Blogging frequently = more indexed pages
More indexed pages = better findability
Better findability = more leads
Ergo:
Blogging Frequently = More Leads
You've worked so hard to create this super-high-quality, sought-after content. Now, give it some justice by extending its lifetime through social media.
For this, you need to determine if the particular article is evergreen (it addresses a fundamental issue and will remain useful for your buyers for a long, long time) or perishable (articles where you might be giving a spin to a particular topic that’s applicable only for a limited period of time - e.g. in our case, this Google Hummingbird update).
For evergreen content, it’s recommended that you create a social-promotion campaign for a year to a year and a half; for perishable content, just determine the time period that makes sense depending on the topic.

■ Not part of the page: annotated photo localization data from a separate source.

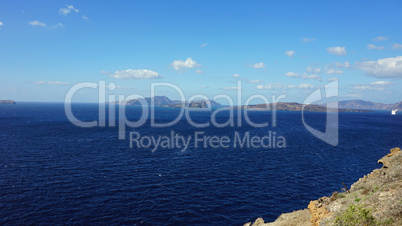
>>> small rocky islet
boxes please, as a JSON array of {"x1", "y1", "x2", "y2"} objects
[{"x1": 0, "y1": 100, "x2": 16, "y2": 105}]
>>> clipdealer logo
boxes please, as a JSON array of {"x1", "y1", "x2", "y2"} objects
[
  {"x1": 128, "y1": 131, "x2": 286, "y2": 152},
  {"x1": 63, "y1": 79, "x2": 339, "y2": 151}
]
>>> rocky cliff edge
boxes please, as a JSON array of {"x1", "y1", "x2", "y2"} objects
[{"x1": 245, "y1": 147, "x2": 402, "y2": 226}]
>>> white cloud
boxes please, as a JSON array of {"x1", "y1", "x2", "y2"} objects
[
  {"x1": 252, "y1": 62, "x2": 266, "y2": 69},
  {"x1": 257, "y1": 82, "x2": 314, "y2": 90},
  {"x1": 372, "y1": 36, "x2": 388, "y2": 42},
  {"x1": 200, "y1": 43, "x2": 207, "y2": 48},
  {"x1": 51, "y1": 22, "x2": 64, "y2": 29},
  {"x1": 285, "y1": 50, "x2": 295, "y2": 57},
  {"x1": 367, "y1": 44, "x2": 385, "y2": 50},
  {"x1": 298, "y1": 83, "x2": 314, "y2": 89},
  {"x1": 285, "y1": 72, "x2": 321, "y2": 80},
  {"x1": 35, "y1": 81, "x2": 69, "y2": 85},
  {"x1": 352, "y1": 81, "x2": 391, "y2": 91},
  {"x1": 29, "y1": 20, "x2": 46, "y2": 27},
  {"x1": 325, "y1": 61, "x2": 350, "y2": 74},
  {"x1": 82, "y1": 15, "x2": 89, "y2": 20},
  {"x1": 327, "y1": 46, "x2": 347, "y2": 56},
  {"x1": 333, "y1": 61, "x2": 351, "y2": 68},
  {"x1": 171, "y1": 57, "x2": 201, "y2": 72},
  {"x1": 248, "y1": 80, "x2": 264, "y2": 84},
  {"x1": 306, "y1": 66, "x2": 321, "y2": 74},
  {"x1": 328, "y1": 77, "x2": 338, "y2": 82},
  {"x1": 0, "y1": 21, "x2": 3, "y2": 29},
  {"x1": 344, "y1": 93, "x2": 363, "y2": 99},
  {"x1": 325, "y1": 68, "x2": 343, "y2": 74},
  {"x1": 59, "y1": 5, "x2": 79, "y2": 15},
  {"x1": 302, "y1": 38, "x2": 316, "y2": 43},
  {"x1": 353, "y1": 85, "x2": 380, "y2": 91},
  {"x1": 356, "y1": 56, "x2": 402, "y2": 78},
  {"x1": 301, "y1": 74, "x2": 321, "y2": 80},
  {"x1": 29, "y1": 21, "x2": 63, "y2": 29},
  {"x1": 195, "y1": 69, "x2": 203, "y2": 74},
  {"x1": 392, "y1": 43, "x2": 402, "y2": 49},
  {"x1": 223, "y1": 86, "x2": 240, "y2": 90},
  {"x1": 107, "y1": 69, "x2": 160, "y2": 79},
  {"x1": 285, "y1": 72, "x2": 299, "y2": 78},
  {"x1": 233, "y1": 73, "x2": 240, "y2": 78},
  {"x1": 370, "y1": 81, "x2": 390, "y2": 85}
]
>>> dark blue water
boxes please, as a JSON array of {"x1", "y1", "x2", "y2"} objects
[{"x1": 0, "y1": 103, "x2": 401, "y2": 225}]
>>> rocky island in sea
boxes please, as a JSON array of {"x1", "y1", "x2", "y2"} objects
[
  {"x1": 245, "y1": 147, "x2": 402, "y2": 226},
  {"x1": 337, "y1": 100, "x2": 402, "y2": 111},
  {"x1": 0, "y1": 100, "x2": 16, "y2": 105},
  {"x1": 114, "y1": 95, "x2": 222, "y2": 108},
  {"x1": 114, "y1": 96, "x2": 378, "y2": 112},
  {"x1": 226, "y1": 102, "x2": 371, "y2": 113}
]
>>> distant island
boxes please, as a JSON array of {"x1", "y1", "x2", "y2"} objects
[
  {"x1": 0, "y1": 100, "x2": 16, "y2": 105},
  {"x1": 227, "y1": 102, "x2": 371, "y2": 113},
  {"x1": 337, "y1": 99, "x2": 402, "y2": 111},
  {"x1": 230, "y1": 99, "x2": 402, "y2": 113},
  {"x1": 114, "y1": 96, "x2": 222, "y2": 109},
  {"x1": 113, "y1": 96, "x2": 402, "y2": 112}
]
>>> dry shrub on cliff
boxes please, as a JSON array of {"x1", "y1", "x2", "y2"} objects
[{"x1": 334, "y1": 204, "x2": 377, "y2": 225}]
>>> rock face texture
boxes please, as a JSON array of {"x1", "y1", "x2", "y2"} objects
[
  {"x1": 0, "y1": 100, "x2": 16, "y2": 104},
  {"x1": 245, "y1": 147, "x2": 402, "y2": 226},
  {"x1": 244, "y1": 209, "x2": 311, "y2": 226}
]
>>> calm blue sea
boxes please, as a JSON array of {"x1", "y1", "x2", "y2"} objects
[{"x1": 0, "y1": 103, "x2": 401, "y2": 225}]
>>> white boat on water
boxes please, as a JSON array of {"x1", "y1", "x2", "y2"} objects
[{"x1": 392, "y1": 109, "x2": 398, "y2": 115}]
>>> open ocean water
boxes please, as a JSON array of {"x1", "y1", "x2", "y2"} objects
[{"x1": 0, "y1": 103, "x2": 401, "y2": 225}]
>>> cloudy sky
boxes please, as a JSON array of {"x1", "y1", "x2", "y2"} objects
[{"x1": 0, "y1": 0, "x2": 402, "y2": 103}]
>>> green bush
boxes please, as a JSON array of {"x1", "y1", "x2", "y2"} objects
[
  {"x1": 334, "y1": 204, "x2": 377, "y2": 226},
  {"x1": 337, "y1": 193, "x2": 345, "y2": 198},
  {"x1": 382, "y1": 218, "x2": 394, "y2": 225}
]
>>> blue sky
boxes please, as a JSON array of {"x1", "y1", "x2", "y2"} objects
[{"x1": 0, "y1": 0, "x2": 402, "y2": 103}]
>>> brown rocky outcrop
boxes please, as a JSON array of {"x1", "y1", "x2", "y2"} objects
[{"x1": 243, "y1": 209, "x2": 311, "y2": 226}]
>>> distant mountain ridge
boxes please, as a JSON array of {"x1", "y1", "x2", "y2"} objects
[
  {"x1": 338, "y1": 99, "x2": 402, "y2": 110},
  {"x1": 115, "y1": 97, "x2": 402, "y2": 111},
  {"x1": 229, "y1": 102, "x2": 370, "y2": 112},
  {"x1": 116, "y1": 96, "x2": 222, "y2": 108}
]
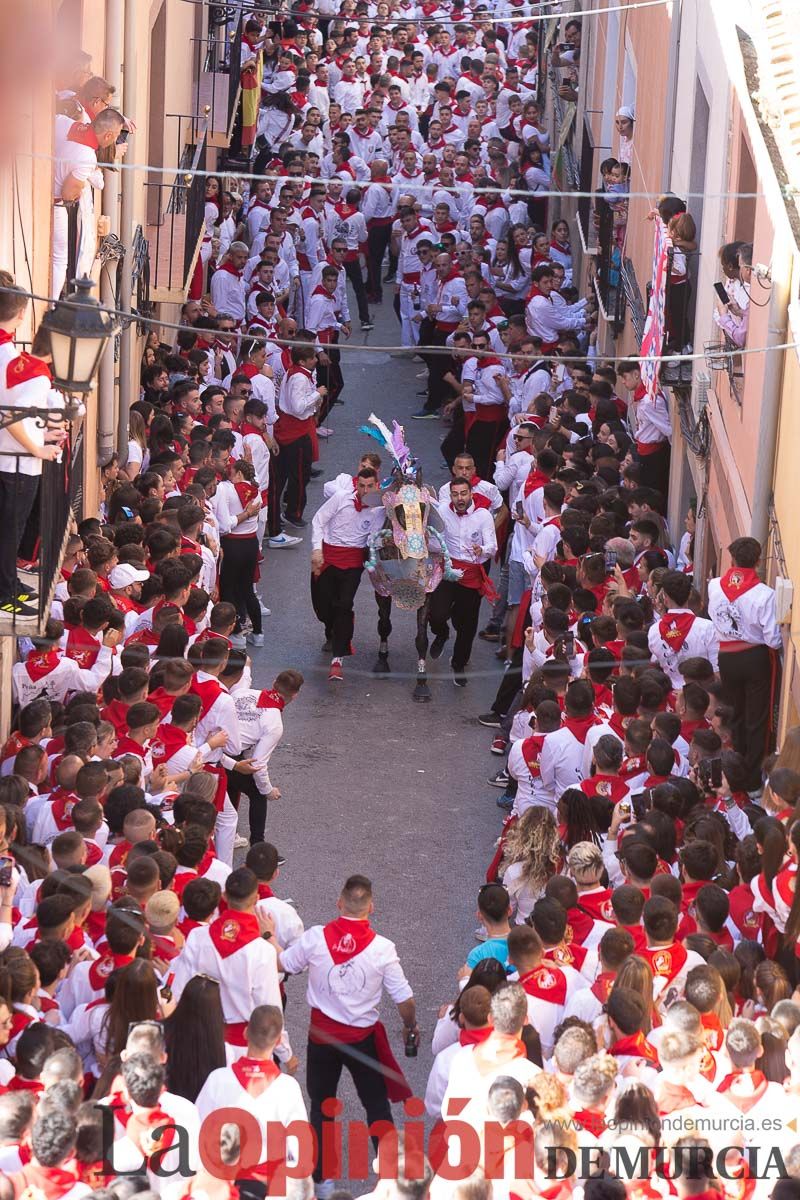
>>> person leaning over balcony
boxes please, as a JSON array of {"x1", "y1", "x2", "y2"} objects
[
  {"x1": 713, "y1": 241, "x2": 751, "y2": 350},
  {"x1": 707, "y1": 536, "x2": 783, "y2": 794},
  {"x1": 0, "y1": 283, "x2": 62, "y2": 618},
  {"x1": 51, "y1": 107, "x2": 124, "y2": 301}
]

Here’s an example of the social-promotion elements for one evergreen article over a period of one year:
This applies for the company profiles and personal profiles of your team that would like to help it promoting the company's thought leadership. If you have the CEO, one marketing guy and one sales guy who want to help promote the content, this adds up to 168 first-degree opportunities to drive traffic to your blog. This is for every article. This dramatically increases the chances to get you found versus simply publishing the blog post and relying only on SEO.

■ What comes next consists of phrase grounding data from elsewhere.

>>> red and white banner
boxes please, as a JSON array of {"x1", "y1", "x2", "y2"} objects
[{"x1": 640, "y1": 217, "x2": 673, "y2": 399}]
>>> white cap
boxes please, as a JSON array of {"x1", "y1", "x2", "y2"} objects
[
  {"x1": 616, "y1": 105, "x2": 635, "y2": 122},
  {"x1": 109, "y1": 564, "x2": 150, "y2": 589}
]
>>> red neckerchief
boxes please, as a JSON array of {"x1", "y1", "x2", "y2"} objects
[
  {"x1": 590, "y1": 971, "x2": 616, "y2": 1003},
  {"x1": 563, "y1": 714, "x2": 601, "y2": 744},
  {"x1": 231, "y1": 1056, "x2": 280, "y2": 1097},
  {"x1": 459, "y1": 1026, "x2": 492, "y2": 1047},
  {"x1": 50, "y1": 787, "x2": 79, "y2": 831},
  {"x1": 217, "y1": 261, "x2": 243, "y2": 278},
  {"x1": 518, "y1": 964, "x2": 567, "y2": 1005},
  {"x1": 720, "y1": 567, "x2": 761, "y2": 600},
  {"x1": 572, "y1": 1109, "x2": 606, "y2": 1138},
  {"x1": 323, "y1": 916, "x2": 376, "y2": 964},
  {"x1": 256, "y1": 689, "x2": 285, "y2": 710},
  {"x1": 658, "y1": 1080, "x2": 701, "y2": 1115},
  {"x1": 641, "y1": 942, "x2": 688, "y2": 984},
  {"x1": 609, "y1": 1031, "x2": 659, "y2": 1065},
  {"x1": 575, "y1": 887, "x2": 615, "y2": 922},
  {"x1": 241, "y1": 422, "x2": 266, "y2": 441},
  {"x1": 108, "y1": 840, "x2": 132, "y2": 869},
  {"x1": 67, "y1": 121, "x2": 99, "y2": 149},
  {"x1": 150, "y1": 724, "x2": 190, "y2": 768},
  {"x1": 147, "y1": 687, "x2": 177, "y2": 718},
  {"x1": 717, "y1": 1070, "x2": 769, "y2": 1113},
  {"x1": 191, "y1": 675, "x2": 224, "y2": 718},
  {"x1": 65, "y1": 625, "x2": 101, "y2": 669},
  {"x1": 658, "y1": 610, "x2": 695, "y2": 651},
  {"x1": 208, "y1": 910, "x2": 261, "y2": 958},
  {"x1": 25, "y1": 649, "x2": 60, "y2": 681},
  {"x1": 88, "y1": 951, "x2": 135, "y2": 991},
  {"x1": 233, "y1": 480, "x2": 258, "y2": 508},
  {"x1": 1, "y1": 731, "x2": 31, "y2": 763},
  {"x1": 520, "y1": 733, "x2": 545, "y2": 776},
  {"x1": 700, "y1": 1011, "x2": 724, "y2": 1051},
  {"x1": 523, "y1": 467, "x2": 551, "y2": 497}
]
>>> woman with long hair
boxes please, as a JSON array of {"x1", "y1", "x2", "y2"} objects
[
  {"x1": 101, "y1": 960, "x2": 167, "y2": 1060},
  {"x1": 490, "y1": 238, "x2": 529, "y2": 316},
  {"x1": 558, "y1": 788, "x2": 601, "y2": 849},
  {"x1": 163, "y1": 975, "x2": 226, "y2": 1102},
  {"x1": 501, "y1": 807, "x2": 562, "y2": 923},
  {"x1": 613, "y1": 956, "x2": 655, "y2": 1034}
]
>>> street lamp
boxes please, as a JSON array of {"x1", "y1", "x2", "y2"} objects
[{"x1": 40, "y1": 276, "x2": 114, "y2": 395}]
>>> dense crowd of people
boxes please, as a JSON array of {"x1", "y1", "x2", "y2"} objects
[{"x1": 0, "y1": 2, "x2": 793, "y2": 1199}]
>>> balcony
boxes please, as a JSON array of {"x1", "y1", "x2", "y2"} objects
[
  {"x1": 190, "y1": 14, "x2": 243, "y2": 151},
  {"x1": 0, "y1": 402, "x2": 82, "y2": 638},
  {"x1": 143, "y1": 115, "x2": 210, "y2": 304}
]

The traditional way businesses use their website and content is based on the assumption that SEO drives the traffic:
The traditional website view: SEO drives traffic
This is the traditional thought process:
“When your buyers have a need, they’ll search on the Internet for the solution. If you optimize your content and website for keywords related to your product, they’ll find you.
So you should put all your efforts in ranking on the top three positions of search-engine results pages, and that’s it. The job is done…”
However, for most B2B or high-ticket B2C businesses, this assumption is incomplete.
Now, this is how modern marketers view their website and content:
Your buyers are reaching you at different stages of the buying process and from all over the map. You need to seek to grow your online presence by creating a hub with high-quality content that gets published widely and deeply. This is the only way to effectively grow your top of the funnel.
The modern marketer’s view: Buyers are everywhere, and you need to be there.
Blogging can help your business. No question. For it to really work, the best approach is to blog as if your business depended on it. Scrutinize your content to make it so useful for your buyers that they get to regard you as a trustworthy, knowledgeable individual(s) who really knows his stuff.
Your blog is a representation of who your company is. If you treat it as anything less than a cherished publication of the best you have to teach and share, you’ll not get the results you could be getting with it.